October 15 is Pregnancy and Infant Loss Remembrance Day in Australia. 

My husband and I are parents of five angel babies.

 

There is plenty of information around about what a miscarriage is and all the statistics and details are readily available, but there are few guides on how to get through it and how the people around you can help you through this horrid time.

 

How to help your friend

 

The main way is simply to be there. If it makes you uncomfortable, imagine how they feel. The last thing you want to do is to make them feel like they have no support or that they are being ignored.

 

Don’t judge, unless you have been through it you will not truly understand, just be there for support.

 

Support comes in many different forms. A text message, some flowers, a food package so they don’t have to think about cooking, all these things make a big difference.

 

Never ignore that it happened. Your friend has had a major loss, there was already a bond, love between mother and child and that should not be dismissed. This is a major event in your friend’s life and it should be acknowledged.

 

If you can, try to remember anniversaries and plan to do something with them that day. Those days will be very hard on your friend.

 

Don’t forget the partner. They have had a major loss too and as well as that, they are trying to be the main support for the mother. They will need time out and someone to talk to as well; don’t just assume they are okay.

 

How to help yourself

 

After our fourth loss my first thought was, ‘the next few weeks are going to be tough’. Don’t kid yourself that you’ll be okay, because you won’t be.

 

You may be lucky and through tests find out the cause of the miscarriage, which helps greatly in the inevitable blame game, but if you are like us and the official diagnosis is ‘bad luck’ you need to get educated.

 

The best way to answer the whats and whys you will be asking yourself is to know the facts and the main one is this is not your fault.
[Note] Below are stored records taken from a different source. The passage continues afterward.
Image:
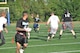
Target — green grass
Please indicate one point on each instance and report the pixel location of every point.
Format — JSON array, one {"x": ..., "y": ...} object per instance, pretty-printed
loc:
[{"x": 38, "y": 43}]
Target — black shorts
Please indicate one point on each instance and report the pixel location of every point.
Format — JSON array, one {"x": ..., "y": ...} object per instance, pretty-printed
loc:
[{"x": 21, "y": 39}]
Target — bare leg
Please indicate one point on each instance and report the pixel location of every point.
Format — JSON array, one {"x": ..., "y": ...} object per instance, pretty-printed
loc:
[{"x": 18, "y": 47}]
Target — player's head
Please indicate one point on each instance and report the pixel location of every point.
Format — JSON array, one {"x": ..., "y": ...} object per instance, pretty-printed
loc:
[
  {"x": 3, "y": 14},
  {"x": 25, "y": 14}
]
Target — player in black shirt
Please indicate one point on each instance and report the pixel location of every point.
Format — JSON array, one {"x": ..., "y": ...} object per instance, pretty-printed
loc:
[
  {"x": 67, "y": 23},
  {"x": 36, "y": 23},
  {"x": 20, "y": 37}
]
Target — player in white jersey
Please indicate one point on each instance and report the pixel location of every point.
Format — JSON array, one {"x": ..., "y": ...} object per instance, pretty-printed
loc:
[
  {"x": 3, "y": 22},
  {"x": 53, "y": 21}
]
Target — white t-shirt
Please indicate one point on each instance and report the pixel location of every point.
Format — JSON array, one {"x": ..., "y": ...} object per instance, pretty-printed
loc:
[
  {"x": 54, "y": 21},
  {"x": 2, "y": 21}
]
Despite what people will tell you, miscarriages mainly happen because there is something wrong with the baby, the baby had little chance from the start and there is nothing you could have done that could stop it from happening. It is very easy to blame yourself, to blame the coffee you had, to blame the extra hours at work, but none of these things had anything to do with what was inevitable from the point of conception.

 

Join a forum, the best way to not feel alone is to talk to other people who are going through the same thing and there are many of us out there.

 

Talk to your partner, make sure you both know how each other are feeling and coping, and never forget that they have suffered a loss too. When things start to calm down, go on a date or just have an indulgent night in.

 

Cry – a lot. It helps, believe me. Don’t try to be strong, there’s no need. This goes for a month or six months on too, there is no timeframe for getting over this. Seeing a cute baby on a train a few months later can hurt, and that’s okay.

 

Never give up. Despite how hard it is and how hopeless it seems, never give up. We now have an amazing 10 month old little man. It can happen.